|
|
|
||||||||||
RAPPEL: Les signes de dyspepsie (SD) sont un motif courant d'automédication par des produits sans ordonnance (OTC). Cependant, les données relatives à la typologie des plaintes pour SD pour lesquels les individus cherchent à se traiter eux-mêmes, et, plus important, à la prévalence des signes d'alerte dans cette population, sont peu nombreuses.
OBJECTIFS: Cette étude avait pour but d'explorer: (1) la nature des SD que les gens cherchent à traiter, (2) la prévalence des signes d'alerte, (3) la prise en compte de l'incitation par le pharmacien à consulter, et (4) l'efficacité rapportée et la fréquence d'utilisation de médicaments OTC pour des plaintes mineures.
METHODES: Cette étude descriptive a été effectuée dans 63 officines de pharmacie. Les participants (n = 592, âge 18-80 ans) ont renseigné un questionnaire pour documenter les caractéristiques des symptômes et le fait d'avoir auparavant consulté un médecin. A partir de ces informations, le pharmacien orientait les sujets vers un médecin ou les conseillait pour un traitement. Quatre semaines plus tard, les participants étaient soumis à un questionnaire de suivi, pour évaluer leur prise en compte de l'incitation à consulter ou l'efficacité de l'automédication.
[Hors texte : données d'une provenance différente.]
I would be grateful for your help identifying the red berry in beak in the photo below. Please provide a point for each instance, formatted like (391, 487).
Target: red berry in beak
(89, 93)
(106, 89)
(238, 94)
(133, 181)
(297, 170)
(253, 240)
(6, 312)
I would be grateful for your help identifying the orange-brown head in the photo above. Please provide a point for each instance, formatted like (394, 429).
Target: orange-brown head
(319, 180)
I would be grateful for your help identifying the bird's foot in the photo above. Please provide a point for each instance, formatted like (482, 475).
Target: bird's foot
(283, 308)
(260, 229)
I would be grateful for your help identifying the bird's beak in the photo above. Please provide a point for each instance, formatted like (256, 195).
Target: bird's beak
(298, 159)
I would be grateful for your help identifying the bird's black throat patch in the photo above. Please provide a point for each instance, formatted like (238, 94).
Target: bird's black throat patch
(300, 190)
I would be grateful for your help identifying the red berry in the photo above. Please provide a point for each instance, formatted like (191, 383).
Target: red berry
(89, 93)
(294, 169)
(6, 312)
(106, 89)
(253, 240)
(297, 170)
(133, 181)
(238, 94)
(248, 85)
RESULTATS: Les plaintes pour SD les plus fréquemment rapportées étaient les sensations de brûlure rétrosternale (49.2%), les renvois acides (53.2%) et les sensations gênantes de plénitude post-prandiale (51.2%). Au moins un signe d'alerte était présent chez 22.4% des individus, la difficulté à avaler étant la 1ère en prévalence (15.4%). Bien que vingt-et-un pour cent des clients aient été orientés vers un médecin, 51.7% d'entre eux seulement ont effectivement consulté. Presque tous les autres à qui il avait été conseillé une automédication ont fait état d'un soulagement des symptômes avec le médicament OTC obtenu (95.1%).
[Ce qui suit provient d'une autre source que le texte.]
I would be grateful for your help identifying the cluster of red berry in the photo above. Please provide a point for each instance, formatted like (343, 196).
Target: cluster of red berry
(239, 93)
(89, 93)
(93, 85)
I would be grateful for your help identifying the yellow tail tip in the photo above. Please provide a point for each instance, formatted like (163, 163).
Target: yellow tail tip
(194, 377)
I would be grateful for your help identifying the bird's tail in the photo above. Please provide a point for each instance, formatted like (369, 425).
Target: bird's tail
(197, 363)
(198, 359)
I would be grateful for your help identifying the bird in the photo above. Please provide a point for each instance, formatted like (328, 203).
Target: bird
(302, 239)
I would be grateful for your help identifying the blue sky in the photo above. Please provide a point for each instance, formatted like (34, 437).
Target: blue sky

CONCLUSIONS: Les signes modérés de dyspepsie cèdent habituellement à l'automédication. Pour autant, la valeur du conseil pharmaceutique sur les traitements OTC devrait être reconnue, dans la mesure où les pharmaciens d'officine peuvent jouer un rôle important dans le repérage de symptômes qui peuvent mériter un examen médical.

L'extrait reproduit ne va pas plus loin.